In grad school, I wrote a program that used a series of regular expressions to detect “writing smell” (analogous to code smell), i.e., telltale signs of bad writing and mistakes. The rules for smelliness were loosely based on one of my favorite writing how-to’s: Style: Toward Clarity and Grace by Joseph Williams.

The program took as input a text file and output was an annotated report with snippets of the offending bits. I used it for all my papers and found it really helpful, but the coding was very, um,  academic (i.e., written for use by the person who wrote it) and it was written in Mathematica [1], which was the language I knew best at the time. FWIW, here is my original version.
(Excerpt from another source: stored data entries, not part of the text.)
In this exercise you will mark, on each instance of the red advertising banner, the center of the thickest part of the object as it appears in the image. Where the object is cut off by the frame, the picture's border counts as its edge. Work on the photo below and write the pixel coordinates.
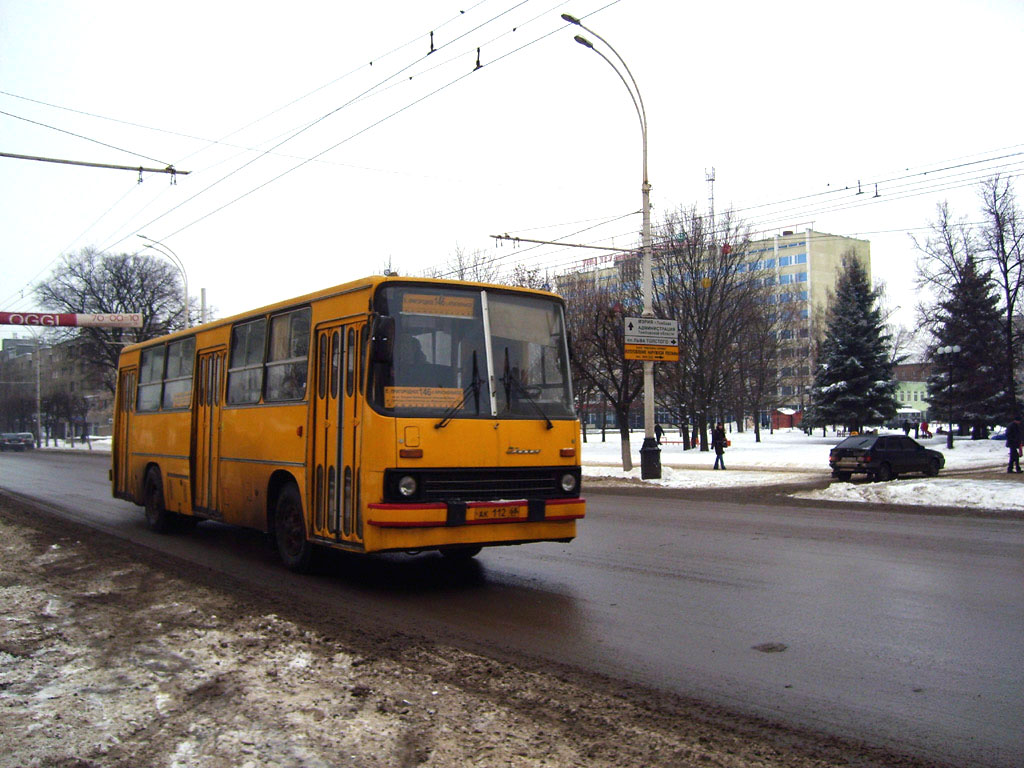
(123, 320)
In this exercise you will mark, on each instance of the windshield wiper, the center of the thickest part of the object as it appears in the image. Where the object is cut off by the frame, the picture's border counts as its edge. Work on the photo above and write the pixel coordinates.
(511, 382)
(474, 387)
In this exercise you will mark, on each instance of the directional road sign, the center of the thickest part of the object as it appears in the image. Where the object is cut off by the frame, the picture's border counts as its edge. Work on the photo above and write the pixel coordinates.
(651, 339)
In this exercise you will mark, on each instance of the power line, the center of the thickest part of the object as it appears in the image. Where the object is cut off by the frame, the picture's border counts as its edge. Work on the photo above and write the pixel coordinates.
(85, 138)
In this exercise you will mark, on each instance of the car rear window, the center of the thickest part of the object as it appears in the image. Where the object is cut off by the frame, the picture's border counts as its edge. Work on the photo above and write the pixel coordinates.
(858, 441)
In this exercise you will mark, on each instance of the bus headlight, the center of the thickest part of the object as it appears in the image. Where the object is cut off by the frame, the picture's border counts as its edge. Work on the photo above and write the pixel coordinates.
(407, 485)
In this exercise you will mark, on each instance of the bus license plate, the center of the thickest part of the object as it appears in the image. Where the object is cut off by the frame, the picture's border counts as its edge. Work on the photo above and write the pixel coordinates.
(496, 512)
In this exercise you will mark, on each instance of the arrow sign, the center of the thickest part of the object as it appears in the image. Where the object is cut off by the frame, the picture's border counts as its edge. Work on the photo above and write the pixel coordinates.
(651, 339)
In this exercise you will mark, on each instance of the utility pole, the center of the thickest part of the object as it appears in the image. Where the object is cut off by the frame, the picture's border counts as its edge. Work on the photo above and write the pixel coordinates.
(711, 195)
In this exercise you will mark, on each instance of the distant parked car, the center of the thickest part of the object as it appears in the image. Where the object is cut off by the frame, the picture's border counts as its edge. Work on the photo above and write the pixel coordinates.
(10, 441)
(883, 457)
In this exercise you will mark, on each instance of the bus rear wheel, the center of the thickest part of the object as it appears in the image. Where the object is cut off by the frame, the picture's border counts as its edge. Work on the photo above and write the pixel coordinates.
(290, 530)
(157, 516)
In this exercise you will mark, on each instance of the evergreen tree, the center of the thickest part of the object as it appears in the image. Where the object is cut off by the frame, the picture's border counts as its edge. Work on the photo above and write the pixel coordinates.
(854, 383)
(970, 317)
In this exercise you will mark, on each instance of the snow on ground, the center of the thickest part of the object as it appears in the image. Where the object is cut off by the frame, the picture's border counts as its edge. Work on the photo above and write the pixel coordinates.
(791, 456)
For a long time, I’ve wanted to port it to some other language and make it accessible and capable of receiving new rule contributions and explanations. To this end, I recently commissioned an oDesk contractor (utapyngo) to make a more polished, modular version in Python. I think he totally outdid himself. It’s got a nice modular model now that lets you easily incorporate new rules and he greatly improved upon my often-flawed regular expressions. Be forewarned—the documentation is non-existent and the rules aren’t explained, but I plan to take fix this over time, while I’m using it.

It’s open source (courtesy of oDesk, who paid the bills) and available here on github (live example output). To use it, just clone it, install the python package jinja2 and then do:

$ python wsd.py -o output_file.html your_masterpiece.tex

Here’s a screenshot of what the HTML output looks like, illustrating the a/an rule (i.e., that it’s “an ox” but “a cat”):

Note the statement of the rule, the patterns that it looks for and the snippets. It also has a hyperlink to the full text, which is available at the bottom of the document.

A few thoughts:

  1. If you’re interested in contributing (rules or features), let me know. 
  2. It might be nice to turn this into a web-service, though my instinct is that someone interested in algorithmically evaluating their LaTeX/structured text isn’t going to find cloning the repository & then running a script to be a big obstacle. And they probably don’t want to make their writing public.   
  3. A few weeks ago, I read this usethis profile of CS professor Matt Might. In the software section of the interview, he said that he had some shell scripts that do something similar. I haven’t really investigated, but maybe there’s ideas here worth incorporating. 

[1] When I told the other members of the oDesk Research / Match Team that I had code for doing this writing smell thing, they were impressed and wanted a copy; when I told them it was written in Mathematica, they thought this was hilarious and mocked me for several minutes. I tried to explain that Mathematica actually has great tools for pattern matching, but this fell on deaf ears.